Dysthymie wird oft als
hochfunktionale Depression bezeichnet, obwohl sie nicht genau das Gleiche ist. Betroffene verlieren selten ihre
Arbeitsfähigkeit und achten weiterhin auf ihre Körperpflege - anders als bei schweren depressiven Episoden. Doch die
psychischen Kosten dieses Funktionierens sind enorm.
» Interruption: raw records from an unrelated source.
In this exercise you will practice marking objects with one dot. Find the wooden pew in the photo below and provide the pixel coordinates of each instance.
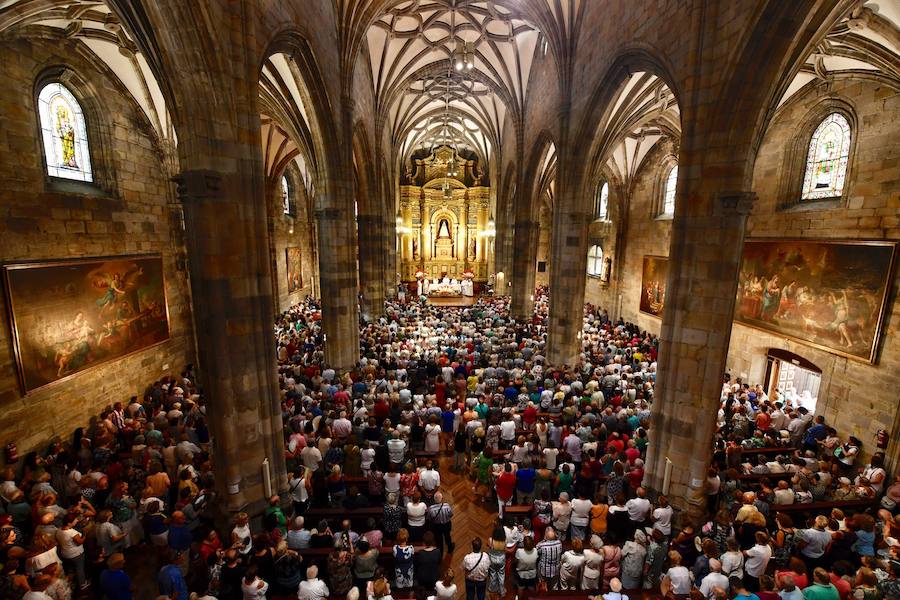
(334, 516)
(824, 507)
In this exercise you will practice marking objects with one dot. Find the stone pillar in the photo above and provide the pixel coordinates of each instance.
(525, 234)
(372, 258)
(568, 257)
(704, 265)
(226, 234)
(337, 278)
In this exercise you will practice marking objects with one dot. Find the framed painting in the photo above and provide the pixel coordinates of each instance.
(294, 269)
(69, 316)
(654, 274)
(828, 294)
Zu den Hauptsymptomen gehören ein chronisches
Gefühl von Erschöpfung, ein geringes Selbstwertgefühl und Hoffnungslosigkeit, dazu kommen Entscheidungsschwierigkeiten, Appetit- und Schlafstörungen. Wichtig ist, dass diese Symptome
nicht plötzlich auftreten, sondern sich über lange Zeit in das Leben der Betroffenen einschleichen und zur neuen Normalität werden. Genau diese chronische Natur der Dysthymie ist
besonders gefährlich, weil sie die Aufmerksamkeit des Umfelds - und der Betroffenen selbst - einschläfert.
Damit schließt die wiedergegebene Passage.